En 2016, donc, l’apparition dans cette historiographie du minimalisme de Julius Eastman introduit avec elle des questions et des interrogations sur ces zones manquantes et sur l’absence notoire de positions politiques, au sens large, du minimalisme, et partant de la musique contemporaine en général. Le titre de l’œuvre, déjà, exprime le trouble dans le genre qu’Eastman porte : Femenine. Les notes de pochette du disque expliquent que le groupe qui joue est dirigé par Eastman, au piano, et que le compositeur porte une robe tout au long de la performance.

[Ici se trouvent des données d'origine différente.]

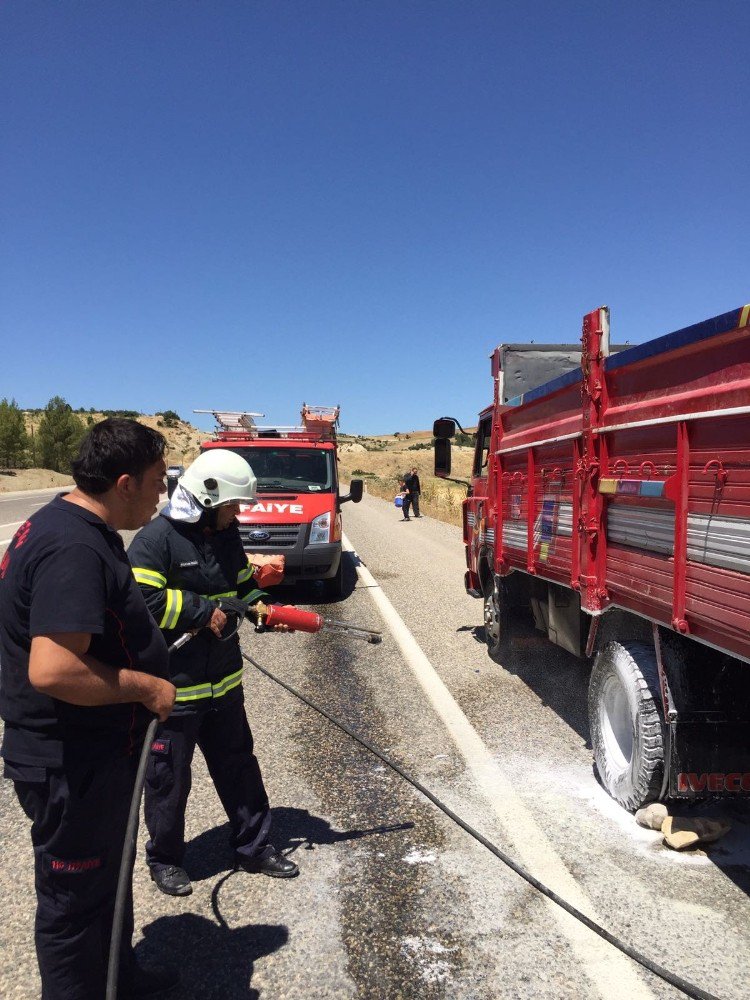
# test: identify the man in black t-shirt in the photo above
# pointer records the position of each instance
(84, 668)
(413, 489)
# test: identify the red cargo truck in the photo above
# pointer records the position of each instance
(609, 505)
(298, 512)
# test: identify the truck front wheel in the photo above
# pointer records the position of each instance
(496, 621)
(627, 733)
(334, 587)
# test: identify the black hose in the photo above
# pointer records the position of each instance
(128, 849)
(689, 989)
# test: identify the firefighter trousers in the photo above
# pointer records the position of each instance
(224, 738)
(79, 813)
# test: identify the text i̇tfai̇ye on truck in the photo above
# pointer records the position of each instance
(298, 508)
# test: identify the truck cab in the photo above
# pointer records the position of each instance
(298, 509)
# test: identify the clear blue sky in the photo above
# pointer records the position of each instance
(243, 204)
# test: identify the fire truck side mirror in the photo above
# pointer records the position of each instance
(442, 456)
(444, 428)
(356, 487)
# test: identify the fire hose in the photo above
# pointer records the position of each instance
(268, 616)
(271, 616)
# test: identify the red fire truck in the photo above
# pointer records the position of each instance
(609, 508)
(298, 513)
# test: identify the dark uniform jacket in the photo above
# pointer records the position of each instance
(182, 571)
(66, 571)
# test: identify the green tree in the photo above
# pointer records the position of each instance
(60, 433)
(170, 417)
(13, 438)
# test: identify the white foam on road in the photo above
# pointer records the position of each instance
(611, 972)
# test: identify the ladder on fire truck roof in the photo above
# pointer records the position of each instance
(318, 423)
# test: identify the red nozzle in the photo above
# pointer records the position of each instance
(286, 614)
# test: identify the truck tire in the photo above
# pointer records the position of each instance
(496, 621)
(628, 735)
(334, 587)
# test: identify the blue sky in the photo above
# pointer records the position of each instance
(244, 205)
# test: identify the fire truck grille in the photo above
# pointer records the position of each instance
(280, 535)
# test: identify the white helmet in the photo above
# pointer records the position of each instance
(219, 476)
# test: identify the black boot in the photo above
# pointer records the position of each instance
(274, 864)
(172, 880)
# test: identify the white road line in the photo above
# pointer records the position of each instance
(612, 973)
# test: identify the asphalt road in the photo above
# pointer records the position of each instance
(394, 900)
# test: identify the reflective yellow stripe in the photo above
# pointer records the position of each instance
(172, 609)
(227, 684)
(177, 609)
(199, 691)
(194, 693)
(149, 577)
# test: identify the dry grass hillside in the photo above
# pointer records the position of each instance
(183, 444)
(381, 460)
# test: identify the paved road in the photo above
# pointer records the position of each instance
(16, 507)
(395, 901)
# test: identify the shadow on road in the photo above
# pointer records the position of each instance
(209, 853)
(215, 960)
(559, 679)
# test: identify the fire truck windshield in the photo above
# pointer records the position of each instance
(290, 470)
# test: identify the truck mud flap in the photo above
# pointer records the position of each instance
(709, 758)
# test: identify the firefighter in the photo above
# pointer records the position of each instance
(83, 670)
(188, 561)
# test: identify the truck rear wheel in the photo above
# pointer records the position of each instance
(627, 733)
(496, 621)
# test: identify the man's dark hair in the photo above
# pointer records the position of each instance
(114, 448)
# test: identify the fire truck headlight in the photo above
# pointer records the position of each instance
(320, 529)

Celle-ci est tenue par la cadence robotique de ce qui doit être une boîte à rythmes primitive, évoquant la façon dont Steve Reich et Philip Glass tenaient le rythme avec des shakers tandis que les orgues électriques égrenaient leurs motifs répétitifs. Eastman place une machine en lieu des gestes humains et semble retirer quelque chose de la virilité ou de la puissance du geste affirmées dans les performances des autres compositeurs du minimalisme d’alors.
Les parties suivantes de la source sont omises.